Gingrich Now Saying Alabama, Mississippi Are Not “Must Win”
Once again, Newt Gingrich appears to be saying he’ll stay in the race for the GOP nomination all the way to the convention:
ELLISVILLE, Miss. — Spurning calls for him to get out, Newt Gingrich insisted Friday that he’ll stay in the race for the Republican presidential nomination even if he loses two Southern primaries next week.
“I think there’s a fair chance we’ll win,” the former House speaker told The Associated Press about the contests Tuesday in Alabama and Mississippi. “But I just want to set this to rest once and for all. We’re going to Tampa.”
Gingrich said he intended to campaign all the way to the Republican National Convention in August, regardless of whether he has won the 1,144 delegates needed to clinch the nomination.
His comments contradicted assertions by a key aide that Gingrich must win both states to remain viable.
Asked if he must win the pair, Gingrich replied: “No.”
Gingrich, who represented Georgia in Congress for two decades, spent most of the week shuttling between Alabama and Mississippi, addressing hundreds at rallies across both states about his proposal to expand U.S. petroleum exploration and drive gas prices down to $2.50 a gallon.
He won a home field primary in Georgia, his only victory among the 10 states that voted earlier this week, and canceled a scheduled trip to Kansas, which holds caucuses Saturday, to maintain his focus on the Deep South. His only other win of the season came in South Carolina in January.
Gingrich has been under pressure from conservatives, including from allies and supporters of former Pennsylvania Sen. Rick Santorum, to quit the race and allow Santorum to challenge front-runner Mitt Romney unencumbered by competition for the votes of the Republican right.

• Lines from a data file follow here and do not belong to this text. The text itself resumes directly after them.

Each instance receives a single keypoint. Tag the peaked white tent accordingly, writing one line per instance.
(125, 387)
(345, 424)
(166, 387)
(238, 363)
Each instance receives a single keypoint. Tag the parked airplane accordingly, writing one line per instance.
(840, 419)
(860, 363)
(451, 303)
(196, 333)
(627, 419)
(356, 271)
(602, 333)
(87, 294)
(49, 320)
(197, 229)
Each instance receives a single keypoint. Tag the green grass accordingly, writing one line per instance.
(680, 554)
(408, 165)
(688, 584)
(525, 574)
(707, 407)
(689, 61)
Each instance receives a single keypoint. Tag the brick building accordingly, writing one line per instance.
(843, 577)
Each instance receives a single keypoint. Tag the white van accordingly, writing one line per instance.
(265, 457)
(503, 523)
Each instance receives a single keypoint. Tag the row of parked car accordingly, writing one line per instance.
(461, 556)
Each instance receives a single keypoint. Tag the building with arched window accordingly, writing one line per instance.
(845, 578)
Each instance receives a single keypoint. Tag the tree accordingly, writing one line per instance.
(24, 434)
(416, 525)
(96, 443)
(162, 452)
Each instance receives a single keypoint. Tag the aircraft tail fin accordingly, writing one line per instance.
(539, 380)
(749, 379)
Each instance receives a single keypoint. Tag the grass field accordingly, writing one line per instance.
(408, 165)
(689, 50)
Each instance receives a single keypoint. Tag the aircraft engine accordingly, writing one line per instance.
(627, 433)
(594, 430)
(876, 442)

Earlier this week, chief Gingrich spokesman R.C. Hammond said his candidate needed to win every state in the band stretching from South Carolina to Texas.
But Gingrich contradicted his spokesman Friday and said he expects to outlast the socially conservative Santorum, a favorite of evangelical conservatives, as the preferred conservative challenger to GOP front-runner Mitt Romney. Many Republican voters view Romney as too moderate.
The thing about Gingrich is that it’s hard to see what kind of future he has in this race beyond next Tuesday’s contests, even if he wins them. He doesn’t have the resources to compete with Ronmney, or even Santorum, in large states like New York, Illinois, Tennessee, California, and the like, for example. And the argument that his continued presence in the race is hurting Santorum is starting to gain traction among conservatives. Santorum would still have almost no chance to win the nomination even if Newt left the race today, of course, but if the perception grows that he cost conservatives their chance at the nomination that’s not going to do much for his reputation going forward I would bet.